5. L'effondrement du PC et la percée de l'extrême gauche

Avec 3,37 % des suffrages exprimés, Robert Hue décroche le pire score jamais enregistré par le Parti communiste et le met au bord de la faillite financière. Le PC, allié traditionnel du PS, n'est plus qu'une force d'appoint agonisante. Il est établi que l'électorat populaire a changé de camp et ne se reconnaît plus dans un parti sans véritable idéologie et lié à une gauche embourgeoisée. Ces déçus grossissent les rangs des supporteurs de Le Pen. Mais si Le Pen en récupère beaucoup il ne rafle pas toute la mise : une partie de l'héritage communiste revient, en effet, à l'extrême gauche. Ses deux champions, l'inoxydable Arlette Laguiller pour Lutte ouvrière et le jeune postier Olivier Besancenot pour la Ligue communiste révolutionnaire, réunissent à eux deux plus de 10 % des suffrages. Et, fait historique, ils sont devant le candidat du Parti communiste. Arlette Laguiller est même un temps créditée à elle seule de 10 % des intentions de vote ! Sans doute y a-t-il là un phénomène de mode initié par les fameux « bobo » (les bourgeois bohèmes). Il n'empêche : ces votes pour des mouvements protestataires qui rêvent toujours du « Grand Soir » traduisent là encore l'inadéquation de l'offre politique des partis traditionnels. Et l'incompréhension qui s'établit entre les Français et ceux qui les gouvernent.

6. La résurrection de Le Pen

On le donnait mort politiquement après son échec aux élections européennes de 1999. On l'imaginait difficilement candidat à la présidentielle après ses ennuis judiciaires. Et le voilà qui resurgit !

Sur le fond, il n'a pas changé. Mais il affiche un nouveau « look » plus rassurant, un discours plus consensuel et policé et, surtout, a en main un thème de campagne utilisé par Jacques Chirac pour mettre en difficulté les socialistes trop « angéliques » en la matière : l'insécurité. En faisant de l'insécurité un des axes forts de ses discours, le président-candidat à son corps défendant « dédouane » le leader d'extrême droite. Or surfer sur les peurs des Français, Jean-Marie Le Pen connaît. Il excelle même depuis longtemps dans l'exercice, d'autant qu'il aura été servi par une actualité particulièrement porteuse relayée avec une certaine complaisance par plusieurs médias. Son fonds de commerce est assuré. Il fera florès.

Bernard Mazières

Le mythe du troisième homme

Ils se voyaient en haut de l'affiche, jouer les trouble-fête dans la cour des grands et incarner une alternative crédible au duel présidentiel trop longtemps programmé à l'avance entre Jacques Chirac et Lionel Jospin. Ils, ce sont le souverainiste Jean-Pierre Chevènement et le centriste François Bayrou.

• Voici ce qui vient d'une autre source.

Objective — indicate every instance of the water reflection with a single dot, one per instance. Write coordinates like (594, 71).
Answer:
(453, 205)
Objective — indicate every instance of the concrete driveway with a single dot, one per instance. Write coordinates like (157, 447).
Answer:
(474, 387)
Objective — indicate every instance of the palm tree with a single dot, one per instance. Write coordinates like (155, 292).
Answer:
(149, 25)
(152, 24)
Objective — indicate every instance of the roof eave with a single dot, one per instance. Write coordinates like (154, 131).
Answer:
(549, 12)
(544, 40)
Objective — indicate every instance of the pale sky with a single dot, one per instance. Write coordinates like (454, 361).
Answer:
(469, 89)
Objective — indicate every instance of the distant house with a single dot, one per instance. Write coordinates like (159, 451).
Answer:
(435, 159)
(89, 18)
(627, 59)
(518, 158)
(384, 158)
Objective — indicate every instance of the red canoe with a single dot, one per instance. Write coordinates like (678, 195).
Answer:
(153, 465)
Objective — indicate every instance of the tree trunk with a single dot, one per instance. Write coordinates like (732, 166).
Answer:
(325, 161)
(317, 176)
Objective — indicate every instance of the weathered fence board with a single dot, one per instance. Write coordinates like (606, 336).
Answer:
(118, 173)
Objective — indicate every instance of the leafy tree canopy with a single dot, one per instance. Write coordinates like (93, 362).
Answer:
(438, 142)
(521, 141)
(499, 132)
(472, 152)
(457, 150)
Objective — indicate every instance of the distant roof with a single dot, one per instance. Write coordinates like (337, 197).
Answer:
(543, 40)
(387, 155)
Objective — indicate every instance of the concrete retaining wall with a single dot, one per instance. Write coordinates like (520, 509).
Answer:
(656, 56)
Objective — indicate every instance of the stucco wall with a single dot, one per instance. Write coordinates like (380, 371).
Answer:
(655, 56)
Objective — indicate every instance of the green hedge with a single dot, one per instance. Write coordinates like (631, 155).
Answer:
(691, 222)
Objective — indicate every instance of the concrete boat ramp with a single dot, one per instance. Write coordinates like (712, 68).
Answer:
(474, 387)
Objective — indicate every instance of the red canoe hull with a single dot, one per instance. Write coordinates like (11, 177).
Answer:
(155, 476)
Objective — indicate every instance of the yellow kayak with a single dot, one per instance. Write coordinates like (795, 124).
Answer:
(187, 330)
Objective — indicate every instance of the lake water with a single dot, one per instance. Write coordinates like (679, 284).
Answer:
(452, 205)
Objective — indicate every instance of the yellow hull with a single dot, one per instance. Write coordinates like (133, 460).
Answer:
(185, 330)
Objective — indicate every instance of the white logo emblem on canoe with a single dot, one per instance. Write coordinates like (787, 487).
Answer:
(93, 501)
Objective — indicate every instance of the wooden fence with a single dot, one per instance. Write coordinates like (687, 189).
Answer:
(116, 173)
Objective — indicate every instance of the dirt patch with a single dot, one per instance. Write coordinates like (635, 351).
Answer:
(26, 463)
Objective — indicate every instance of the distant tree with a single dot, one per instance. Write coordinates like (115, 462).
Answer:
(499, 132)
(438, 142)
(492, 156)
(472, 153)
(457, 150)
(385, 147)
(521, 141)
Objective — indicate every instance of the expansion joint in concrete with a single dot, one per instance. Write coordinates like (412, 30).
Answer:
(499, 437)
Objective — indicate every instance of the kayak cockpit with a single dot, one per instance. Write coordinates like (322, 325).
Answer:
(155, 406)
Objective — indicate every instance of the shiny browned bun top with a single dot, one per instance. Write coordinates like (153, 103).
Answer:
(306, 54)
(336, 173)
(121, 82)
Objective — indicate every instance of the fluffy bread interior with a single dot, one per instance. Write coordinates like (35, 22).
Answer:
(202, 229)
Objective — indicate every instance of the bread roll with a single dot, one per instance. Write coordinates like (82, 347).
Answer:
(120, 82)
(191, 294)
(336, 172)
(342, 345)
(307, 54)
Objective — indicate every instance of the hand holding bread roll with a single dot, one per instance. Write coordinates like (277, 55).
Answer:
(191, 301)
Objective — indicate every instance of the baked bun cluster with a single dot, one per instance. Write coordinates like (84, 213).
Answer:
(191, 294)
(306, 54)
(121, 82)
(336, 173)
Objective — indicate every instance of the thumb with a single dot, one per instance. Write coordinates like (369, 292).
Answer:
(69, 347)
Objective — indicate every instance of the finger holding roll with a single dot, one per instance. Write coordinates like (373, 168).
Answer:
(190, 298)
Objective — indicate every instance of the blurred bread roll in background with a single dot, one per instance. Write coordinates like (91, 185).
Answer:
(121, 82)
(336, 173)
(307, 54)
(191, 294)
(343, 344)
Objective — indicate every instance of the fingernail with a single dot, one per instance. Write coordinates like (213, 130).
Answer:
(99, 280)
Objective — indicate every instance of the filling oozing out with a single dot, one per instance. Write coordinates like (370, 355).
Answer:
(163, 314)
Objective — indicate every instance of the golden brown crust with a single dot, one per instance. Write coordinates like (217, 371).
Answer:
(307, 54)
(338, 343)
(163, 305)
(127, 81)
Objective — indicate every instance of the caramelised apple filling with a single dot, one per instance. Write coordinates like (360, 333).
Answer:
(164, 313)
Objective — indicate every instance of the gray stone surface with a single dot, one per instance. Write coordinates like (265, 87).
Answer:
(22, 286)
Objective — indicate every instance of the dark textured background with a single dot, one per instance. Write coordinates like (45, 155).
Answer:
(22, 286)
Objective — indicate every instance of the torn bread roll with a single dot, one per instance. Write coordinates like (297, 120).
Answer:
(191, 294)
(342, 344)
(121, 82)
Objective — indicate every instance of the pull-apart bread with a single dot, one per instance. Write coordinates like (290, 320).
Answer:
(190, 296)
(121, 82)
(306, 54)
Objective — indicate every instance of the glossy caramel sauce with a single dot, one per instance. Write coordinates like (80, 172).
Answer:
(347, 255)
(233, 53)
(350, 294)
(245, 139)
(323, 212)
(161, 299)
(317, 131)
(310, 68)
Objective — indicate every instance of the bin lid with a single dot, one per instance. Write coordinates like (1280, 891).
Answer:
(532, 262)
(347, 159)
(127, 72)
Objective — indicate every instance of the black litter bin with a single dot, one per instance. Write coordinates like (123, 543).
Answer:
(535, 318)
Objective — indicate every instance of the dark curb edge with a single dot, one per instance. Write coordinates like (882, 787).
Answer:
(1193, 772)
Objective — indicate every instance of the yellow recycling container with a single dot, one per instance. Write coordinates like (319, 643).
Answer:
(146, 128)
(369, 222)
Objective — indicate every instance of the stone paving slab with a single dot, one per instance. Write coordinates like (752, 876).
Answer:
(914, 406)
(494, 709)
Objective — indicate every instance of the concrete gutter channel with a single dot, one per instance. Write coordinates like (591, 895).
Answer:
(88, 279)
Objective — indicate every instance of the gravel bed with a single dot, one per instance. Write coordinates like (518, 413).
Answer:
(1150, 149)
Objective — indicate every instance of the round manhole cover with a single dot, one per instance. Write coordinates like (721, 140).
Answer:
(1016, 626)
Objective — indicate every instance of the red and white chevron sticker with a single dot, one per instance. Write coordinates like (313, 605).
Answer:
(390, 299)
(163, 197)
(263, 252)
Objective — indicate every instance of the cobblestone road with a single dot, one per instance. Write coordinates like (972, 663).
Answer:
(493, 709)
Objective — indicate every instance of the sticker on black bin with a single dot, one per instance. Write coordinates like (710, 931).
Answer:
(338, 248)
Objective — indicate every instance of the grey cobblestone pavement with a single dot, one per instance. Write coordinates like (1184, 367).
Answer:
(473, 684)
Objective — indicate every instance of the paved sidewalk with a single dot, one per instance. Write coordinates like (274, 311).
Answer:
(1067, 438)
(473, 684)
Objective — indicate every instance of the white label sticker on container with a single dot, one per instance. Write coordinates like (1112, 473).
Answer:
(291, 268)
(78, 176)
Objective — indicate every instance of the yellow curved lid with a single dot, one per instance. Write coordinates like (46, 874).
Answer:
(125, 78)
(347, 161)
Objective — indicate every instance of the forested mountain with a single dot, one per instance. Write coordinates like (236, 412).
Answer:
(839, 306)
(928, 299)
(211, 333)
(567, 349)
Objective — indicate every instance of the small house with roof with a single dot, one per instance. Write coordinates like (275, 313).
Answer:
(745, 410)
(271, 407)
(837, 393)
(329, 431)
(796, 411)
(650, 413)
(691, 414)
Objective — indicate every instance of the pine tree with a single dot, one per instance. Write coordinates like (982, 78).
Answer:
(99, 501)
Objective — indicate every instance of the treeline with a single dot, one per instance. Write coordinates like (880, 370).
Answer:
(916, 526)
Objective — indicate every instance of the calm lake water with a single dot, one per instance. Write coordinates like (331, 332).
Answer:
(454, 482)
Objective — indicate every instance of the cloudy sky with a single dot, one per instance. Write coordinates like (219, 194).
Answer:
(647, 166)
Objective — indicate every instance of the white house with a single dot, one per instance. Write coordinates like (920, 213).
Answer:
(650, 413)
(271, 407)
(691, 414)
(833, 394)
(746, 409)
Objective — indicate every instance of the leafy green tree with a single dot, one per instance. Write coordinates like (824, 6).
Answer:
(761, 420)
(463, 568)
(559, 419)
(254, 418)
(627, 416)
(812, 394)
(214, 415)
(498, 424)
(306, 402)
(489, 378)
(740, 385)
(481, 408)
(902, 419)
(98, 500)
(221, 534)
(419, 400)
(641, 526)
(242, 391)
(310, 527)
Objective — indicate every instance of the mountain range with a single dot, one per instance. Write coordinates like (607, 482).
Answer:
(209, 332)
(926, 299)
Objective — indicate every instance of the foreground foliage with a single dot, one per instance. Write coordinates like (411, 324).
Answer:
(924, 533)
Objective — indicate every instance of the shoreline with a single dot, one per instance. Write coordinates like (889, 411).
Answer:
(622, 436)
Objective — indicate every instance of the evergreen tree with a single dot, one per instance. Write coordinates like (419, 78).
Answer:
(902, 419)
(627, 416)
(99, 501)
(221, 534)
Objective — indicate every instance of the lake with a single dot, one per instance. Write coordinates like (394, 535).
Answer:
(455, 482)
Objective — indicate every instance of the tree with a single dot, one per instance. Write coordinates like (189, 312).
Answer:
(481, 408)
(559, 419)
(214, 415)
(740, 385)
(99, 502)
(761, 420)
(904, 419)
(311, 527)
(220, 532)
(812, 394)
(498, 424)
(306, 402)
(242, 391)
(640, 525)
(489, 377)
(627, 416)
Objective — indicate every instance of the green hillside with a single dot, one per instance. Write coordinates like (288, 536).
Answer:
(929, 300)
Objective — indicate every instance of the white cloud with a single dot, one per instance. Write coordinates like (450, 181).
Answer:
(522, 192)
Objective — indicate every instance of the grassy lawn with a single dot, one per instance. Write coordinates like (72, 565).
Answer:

À soixante-trois ans, l'ancien ministre de l'Intérieur de Lionel Jospin se veut un destin. Farouche défenseur de la République et de ses valeurs, souhaitant, selon son expression, « turbuler le système », il a pour ambition de rassembler les républicains des « deux rives ». Ceux qui, à droite comme à gauche, refusent la mondialisation et les abandons de souveraineté. Son discours gaullien plaît. En janvier, à trois mois du premier tour et alors que Jacques Chirac et Lionel Jospin ne se sont pas encore déclarés, les sondages le créditent même de 14 % d'intentions de vote. Las. Le phénomène fera long feu. Renvoyant dos à dos tout au long de sa campagne Chirac et Jospin, flanqué de supporteurs hétéroclites (allant des gaullistes historiques aux amis de Charles Pasqua), il n'obtiendra que 5,33 % des suffrages. Un échec.

À cinquante ans, le président de l'UDF François Bayrou veut prendre date. Et, au lendemain du premier tour, négocier son ralliement au président élu. Qu'il soit de droite ou de gauche. Raté ! Premier des candidats à se déclarer, il fera longtemps campagne dans l'indifférence. Refusant l'hégémonie chiraquienne et soucieux de se différencier pour exister, il s'en prend plus souvent à Chirac qu'à Jospin. Résultat : il trouble ses troupes. Décrochant à l'arrivée 6,84 % des suffrages, il sauve l'honneur (et les finances) de son camp. Mais, compte tenu du duel Chirac-Le Pen au second tour, il n'a rien à monnayer. Et abandonne toute ambition d'être le pivot de la nouvelle majorité.